He applied “Page 99 Test” to his new book, We Meant Well: How I Helped Lose the Battle for the Hearts and Minds of the Iraqi People, and reported the following:
Ford Madox Ford said "Open a book to page ninety-nine and read, and the quality of the whole will be revealed to you."Learn more about the book and author at the official We Meant Well website and blog.
The guy had a point. Page 99 of my book, We Meant Well: How I Helped Lose the Battle for the Hearts and Minds of the Iraqi People, is typical of what you’ll find on the other 287 pages. My writing hopes to evoke the scrappy, profane, lonely atmosphere of being assigned to a forward operating base in war-torn Iraq, and page 99 speaks to that. Haircuts were a requirement of military life, and the loneliness of being out in the desert, far from home, was expressed by the soldiers’ desire to believe that maybe, somehow, there might be some relief. My book is not for children, or people who prefer to pretend soldiers don’t curse, or miss home in all its forms, and that shows through on page 99 as well. Page 99 also shows that the book is funny, not hah hah funny, but maybe (in places) Catch-22 funny.
By the way, if you have never read Catch-22, go read that first.
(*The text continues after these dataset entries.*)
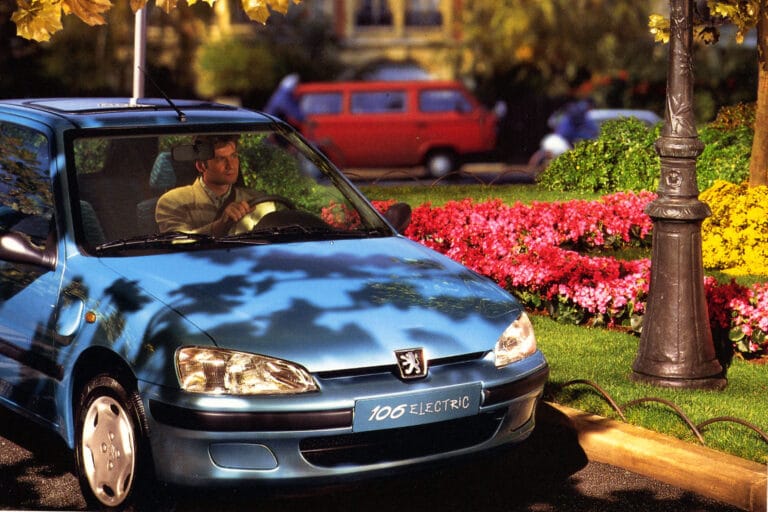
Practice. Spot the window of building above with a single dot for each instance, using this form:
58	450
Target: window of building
423	13
371	13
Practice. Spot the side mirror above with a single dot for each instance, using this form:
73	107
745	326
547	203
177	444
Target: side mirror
17	248
399	215
500	109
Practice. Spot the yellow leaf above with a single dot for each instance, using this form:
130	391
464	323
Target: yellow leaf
659	26
138	4
37	19
209	2
88	10
256	10
166	5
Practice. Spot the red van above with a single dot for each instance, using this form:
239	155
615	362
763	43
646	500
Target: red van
396	124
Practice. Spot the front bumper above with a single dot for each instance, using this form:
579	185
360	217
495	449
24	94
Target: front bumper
208	440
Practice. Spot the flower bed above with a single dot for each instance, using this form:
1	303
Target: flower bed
540	253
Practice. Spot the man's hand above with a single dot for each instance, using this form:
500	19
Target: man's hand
232	213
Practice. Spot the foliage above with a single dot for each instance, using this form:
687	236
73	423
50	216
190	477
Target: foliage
745	15
735	237
605	357
542	253
560	38
40	19
709	15
621	158
233	67
276	171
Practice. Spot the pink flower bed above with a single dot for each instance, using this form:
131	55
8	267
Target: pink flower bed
539	252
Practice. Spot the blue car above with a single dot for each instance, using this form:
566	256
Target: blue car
192	294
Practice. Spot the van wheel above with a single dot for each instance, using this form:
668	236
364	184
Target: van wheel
110	447
441	163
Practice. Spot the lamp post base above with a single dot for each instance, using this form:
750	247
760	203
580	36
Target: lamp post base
716	383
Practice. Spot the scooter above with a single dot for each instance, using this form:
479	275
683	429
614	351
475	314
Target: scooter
550	147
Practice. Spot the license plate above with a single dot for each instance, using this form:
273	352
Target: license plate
418	408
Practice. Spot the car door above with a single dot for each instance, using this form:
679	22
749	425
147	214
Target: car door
28	293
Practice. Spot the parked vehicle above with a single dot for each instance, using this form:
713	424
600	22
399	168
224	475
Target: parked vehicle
556	143
308	343
437	124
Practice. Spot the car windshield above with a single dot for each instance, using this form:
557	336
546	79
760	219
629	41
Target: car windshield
176	191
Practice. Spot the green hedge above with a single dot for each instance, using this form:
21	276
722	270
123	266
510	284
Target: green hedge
623	157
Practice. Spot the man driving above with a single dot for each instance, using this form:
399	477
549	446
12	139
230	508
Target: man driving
213	204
It’s better than my book.
Page 99 is a good page, and is reproduced in its entirety below for you to judge for yourself. More excerpts from the book are online at my blog:
The Iraqi barber on Forward Operating Base Falcon, like his barber brothers from Sri Lanka at other bases, had a vocabulary of about six English words, all synonyms for short. He favored the phrase too easy, meaning something you requested would be easy to deliver. “Can you cut my hair short?” “Too easy.” “Can you cut my hair quickly?” “Too easy.” Haircuts with this guy were indeed too easy because he seemed to deliver a shorter version of whatever your hair looked like, no matter what you asked for. It took only a few minutes given this efficient system, so this was the place to go when you were in a hurry. He also gave the closest shaves, scraping away with a single- edged razor blade he pinched between two fingers. Let a guy whose language you did not speak shave around your lips and up your neck with a single- edged piece of steel and you need never again prove your courage in any way.
At Forward Operating Base Hammer the Iraqi- run barbershop was endlessly rumored to be a front for prostitution. The deal was that you waited until the other customers were not listening, then asked the barber for a “special massage.” Having spoken the code, you were led to a back room for paid sexy-time fun. The barbershop operated out of a steel shipping container and so even the stupidest person knew there was no back room, or any room, absent the one you were sitting in. That time after time the barber would answer “no special massage here” just made the rumor more compelling, as not just anyone could order up a girl. The rumor would shift: sometimes it was only officers who could get a girl, or the girls would not service tall soldiers, or they would go only with civilians. But in fact no one could name a single person who ever got anything more than a mediocre haircut. I have no doubt that out there in the desert soldiers even today are convinced that sex is available for sale through that barber. You just want to believe.